Java is an imperative language: Java programs tell the JVM what to do and when to do it. But computing is all about building abstractions. Java is touted as an object-oriented language: The abstractions of Java are objects, methods, and message passing via method call. Over the years people have built larger and larger systems using objects, methods, updatable state, explicit iteration, and the cracks have appeared. Many are “papered over” using high quality testing, but still programmers end up “hacking” to get round various problems.

With the arrival of Java 8, Java underwent an extremely revolutionary change, it introduced method references, lambda expressions, default methods on interfaces, higher order functions, implicit iteration, and various other things. Java 8 introduced a very different way of thinking about the implementation of algorithms.

Imperative and declarative thinking are very different ways of expressing algorithms. During the 1980s and 1990s these mindsets were seen as being distinct and irreconcilable: We had the object-oriented versus functional programming war. Smalltalk and C++ were the champions of object-orientation, and Haskell the champion of functional. Later, C++ stopped being an object-oriented language and marketed itself as a multiparadigm language; Java took over as the champion of object-oriented. With Java 8, though, Java has become multiparadigm.

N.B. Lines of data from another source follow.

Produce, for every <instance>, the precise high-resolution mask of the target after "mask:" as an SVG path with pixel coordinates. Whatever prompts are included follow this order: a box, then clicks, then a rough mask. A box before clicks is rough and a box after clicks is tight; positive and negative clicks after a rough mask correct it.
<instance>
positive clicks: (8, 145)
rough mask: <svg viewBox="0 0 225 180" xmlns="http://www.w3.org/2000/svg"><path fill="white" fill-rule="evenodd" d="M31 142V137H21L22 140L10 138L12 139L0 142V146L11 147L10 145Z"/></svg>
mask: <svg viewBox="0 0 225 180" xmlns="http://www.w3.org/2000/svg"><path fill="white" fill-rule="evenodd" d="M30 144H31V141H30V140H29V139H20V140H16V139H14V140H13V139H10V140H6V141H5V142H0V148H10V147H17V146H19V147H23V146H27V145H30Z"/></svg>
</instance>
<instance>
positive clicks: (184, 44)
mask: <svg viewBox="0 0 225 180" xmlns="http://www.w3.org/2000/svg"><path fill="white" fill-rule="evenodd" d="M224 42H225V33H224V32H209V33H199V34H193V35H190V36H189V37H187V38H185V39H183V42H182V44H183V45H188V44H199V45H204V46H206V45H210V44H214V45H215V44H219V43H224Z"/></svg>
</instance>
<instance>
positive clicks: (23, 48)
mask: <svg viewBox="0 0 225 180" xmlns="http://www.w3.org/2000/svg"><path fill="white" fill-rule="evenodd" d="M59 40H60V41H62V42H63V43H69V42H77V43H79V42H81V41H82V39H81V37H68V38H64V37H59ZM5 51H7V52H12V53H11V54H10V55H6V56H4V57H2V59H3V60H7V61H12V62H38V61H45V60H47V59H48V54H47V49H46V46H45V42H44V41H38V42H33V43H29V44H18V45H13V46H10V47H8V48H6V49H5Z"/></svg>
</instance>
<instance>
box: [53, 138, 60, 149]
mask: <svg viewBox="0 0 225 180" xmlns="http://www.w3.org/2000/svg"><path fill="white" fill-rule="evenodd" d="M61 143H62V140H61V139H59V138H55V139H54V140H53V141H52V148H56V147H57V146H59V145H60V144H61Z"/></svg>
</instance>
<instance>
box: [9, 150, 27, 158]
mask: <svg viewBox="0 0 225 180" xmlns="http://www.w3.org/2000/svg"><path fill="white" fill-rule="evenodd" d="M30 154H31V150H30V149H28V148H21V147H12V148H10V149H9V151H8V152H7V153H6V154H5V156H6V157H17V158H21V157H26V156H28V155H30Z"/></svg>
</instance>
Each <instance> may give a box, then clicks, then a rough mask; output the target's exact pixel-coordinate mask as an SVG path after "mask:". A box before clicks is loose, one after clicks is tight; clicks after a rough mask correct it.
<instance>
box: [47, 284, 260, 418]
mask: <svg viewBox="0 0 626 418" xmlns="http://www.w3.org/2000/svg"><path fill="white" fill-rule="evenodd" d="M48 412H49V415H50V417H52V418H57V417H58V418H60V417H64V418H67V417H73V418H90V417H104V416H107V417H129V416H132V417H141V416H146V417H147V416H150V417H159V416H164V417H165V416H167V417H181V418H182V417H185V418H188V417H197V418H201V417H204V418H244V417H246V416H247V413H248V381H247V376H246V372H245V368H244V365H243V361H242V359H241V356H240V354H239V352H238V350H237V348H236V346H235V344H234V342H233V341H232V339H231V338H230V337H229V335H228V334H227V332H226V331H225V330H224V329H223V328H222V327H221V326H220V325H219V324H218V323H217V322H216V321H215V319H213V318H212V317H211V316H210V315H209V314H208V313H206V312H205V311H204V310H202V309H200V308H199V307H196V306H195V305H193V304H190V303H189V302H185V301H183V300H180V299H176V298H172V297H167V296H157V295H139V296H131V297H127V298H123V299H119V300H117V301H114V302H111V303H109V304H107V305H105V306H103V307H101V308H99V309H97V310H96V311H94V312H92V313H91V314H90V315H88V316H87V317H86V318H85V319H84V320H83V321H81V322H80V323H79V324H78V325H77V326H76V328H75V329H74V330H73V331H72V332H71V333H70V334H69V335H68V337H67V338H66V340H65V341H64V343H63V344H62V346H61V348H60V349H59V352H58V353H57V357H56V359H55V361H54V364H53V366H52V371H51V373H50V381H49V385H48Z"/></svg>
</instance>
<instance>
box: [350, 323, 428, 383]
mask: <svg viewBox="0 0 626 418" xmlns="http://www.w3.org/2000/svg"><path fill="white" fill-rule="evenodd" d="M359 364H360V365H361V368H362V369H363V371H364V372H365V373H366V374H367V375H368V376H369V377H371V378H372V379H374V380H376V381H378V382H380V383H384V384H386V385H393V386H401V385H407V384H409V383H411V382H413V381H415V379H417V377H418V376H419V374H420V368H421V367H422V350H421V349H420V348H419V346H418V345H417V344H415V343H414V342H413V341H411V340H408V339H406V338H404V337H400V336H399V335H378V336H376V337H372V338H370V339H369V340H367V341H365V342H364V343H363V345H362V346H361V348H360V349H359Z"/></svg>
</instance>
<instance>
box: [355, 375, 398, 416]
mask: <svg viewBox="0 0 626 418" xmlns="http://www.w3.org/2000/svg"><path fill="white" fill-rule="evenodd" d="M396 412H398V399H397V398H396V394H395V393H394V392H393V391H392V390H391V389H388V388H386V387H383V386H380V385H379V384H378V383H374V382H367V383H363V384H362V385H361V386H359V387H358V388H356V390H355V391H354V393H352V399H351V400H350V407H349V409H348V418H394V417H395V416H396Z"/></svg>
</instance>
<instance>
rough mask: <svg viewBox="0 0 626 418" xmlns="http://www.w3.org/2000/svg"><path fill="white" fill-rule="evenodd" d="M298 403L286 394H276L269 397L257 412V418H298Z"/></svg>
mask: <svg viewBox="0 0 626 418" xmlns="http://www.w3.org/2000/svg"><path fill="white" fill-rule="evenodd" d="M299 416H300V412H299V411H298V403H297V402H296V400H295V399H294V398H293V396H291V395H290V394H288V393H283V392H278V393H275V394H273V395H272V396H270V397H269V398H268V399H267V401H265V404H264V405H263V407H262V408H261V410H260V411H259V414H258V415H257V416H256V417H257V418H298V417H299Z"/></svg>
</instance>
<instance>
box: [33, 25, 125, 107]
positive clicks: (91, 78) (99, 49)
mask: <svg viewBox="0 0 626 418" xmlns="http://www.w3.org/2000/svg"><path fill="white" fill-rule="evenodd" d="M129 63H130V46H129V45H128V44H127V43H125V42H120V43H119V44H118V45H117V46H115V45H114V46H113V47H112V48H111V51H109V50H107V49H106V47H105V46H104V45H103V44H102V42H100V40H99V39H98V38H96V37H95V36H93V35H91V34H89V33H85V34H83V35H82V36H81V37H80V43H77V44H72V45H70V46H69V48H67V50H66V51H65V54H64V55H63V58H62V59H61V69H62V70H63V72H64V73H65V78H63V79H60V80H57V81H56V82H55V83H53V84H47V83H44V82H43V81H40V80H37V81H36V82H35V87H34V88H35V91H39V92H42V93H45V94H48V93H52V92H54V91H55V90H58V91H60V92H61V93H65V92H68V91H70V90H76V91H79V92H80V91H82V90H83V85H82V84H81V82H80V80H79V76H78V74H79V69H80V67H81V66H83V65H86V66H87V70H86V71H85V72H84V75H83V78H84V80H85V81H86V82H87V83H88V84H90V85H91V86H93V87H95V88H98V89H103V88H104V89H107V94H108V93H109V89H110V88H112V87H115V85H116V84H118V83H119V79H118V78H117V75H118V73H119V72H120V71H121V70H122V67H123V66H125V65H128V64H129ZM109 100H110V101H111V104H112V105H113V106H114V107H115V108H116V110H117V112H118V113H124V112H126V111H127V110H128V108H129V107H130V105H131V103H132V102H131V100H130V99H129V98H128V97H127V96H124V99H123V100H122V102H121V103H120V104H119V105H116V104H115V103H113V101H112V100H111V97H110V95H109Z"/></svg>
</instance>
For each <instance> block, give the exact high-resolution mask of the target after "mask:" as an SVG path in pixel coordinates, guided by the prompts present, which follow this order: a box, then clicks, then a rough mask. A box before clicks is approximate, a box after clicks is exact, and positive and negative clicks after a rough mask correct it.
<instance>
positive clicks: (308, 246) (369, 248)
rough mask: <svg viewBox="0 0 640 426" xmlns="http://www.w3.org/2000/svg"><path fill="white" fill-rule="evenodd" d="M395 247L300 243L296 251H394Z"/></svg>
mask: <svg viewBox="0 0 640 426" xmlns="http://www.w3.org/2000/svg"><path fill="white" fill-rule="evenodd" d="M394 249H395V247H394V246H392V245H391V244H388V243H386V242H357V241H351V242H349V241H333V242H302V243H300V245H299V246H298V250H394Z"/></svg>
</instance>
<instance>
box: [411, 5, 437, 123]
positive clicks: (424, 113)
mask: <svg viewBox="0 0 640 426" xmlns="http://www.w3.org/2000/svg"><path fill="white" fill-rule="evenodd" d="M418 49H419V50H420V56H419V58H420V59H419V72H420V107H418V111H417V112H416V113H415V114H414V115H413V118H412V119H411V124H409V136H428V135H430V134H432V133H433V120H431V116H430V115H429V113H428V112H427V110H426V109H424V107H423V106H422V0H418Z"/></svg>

Back in the early 1990s, the JVM was constructed as the way of making Java portable — we can gloss over the history of Project Green and the Oak programming language. Initially, this was for making Web browser plugins, but rapidly moved to creating server-side systems. Java compiles to
hardware independent JVM bytecode, and an interpreter executes the bytecode. Just-in-time (JIT) compilers enable the whole interpretation model to execute much faster without changing the computational model of the JVM.

As the JVM became the hugely popular platform it is, other languages were created that made use of the bytecode as a target platform: Groovy, JRuby, and Clojure are dynamic languages using the JVM for execution; Scala, Ceylon, and Kotlin are static languages. Scala, in particular, showed in the late 2000s that object-orientation and functional programming can be integrated into a single, multiparadigm language. While Clojure is a functional language, Groovy and JRuby were multiparadigm from the outset. Kotlin is taking the lessons of Java, Scala, Groovy, etc. to create languages for the 2010s and 2020s on the JVM.

To use the JVM to best effect, we should choose the right programming language for the problem. This doesn’t necessarily mean one language for the whole problem: We can use different languages for different bits — all because of the JVM. So, Java or Kotlin for the bits that are best expressed as static code, Clojure or Groovy for the bits that are best handled by dynamic code. Trying to write dynamic code in Java is a pain so use the right tool for the job given that all the programming languages can interoperate on the JVM.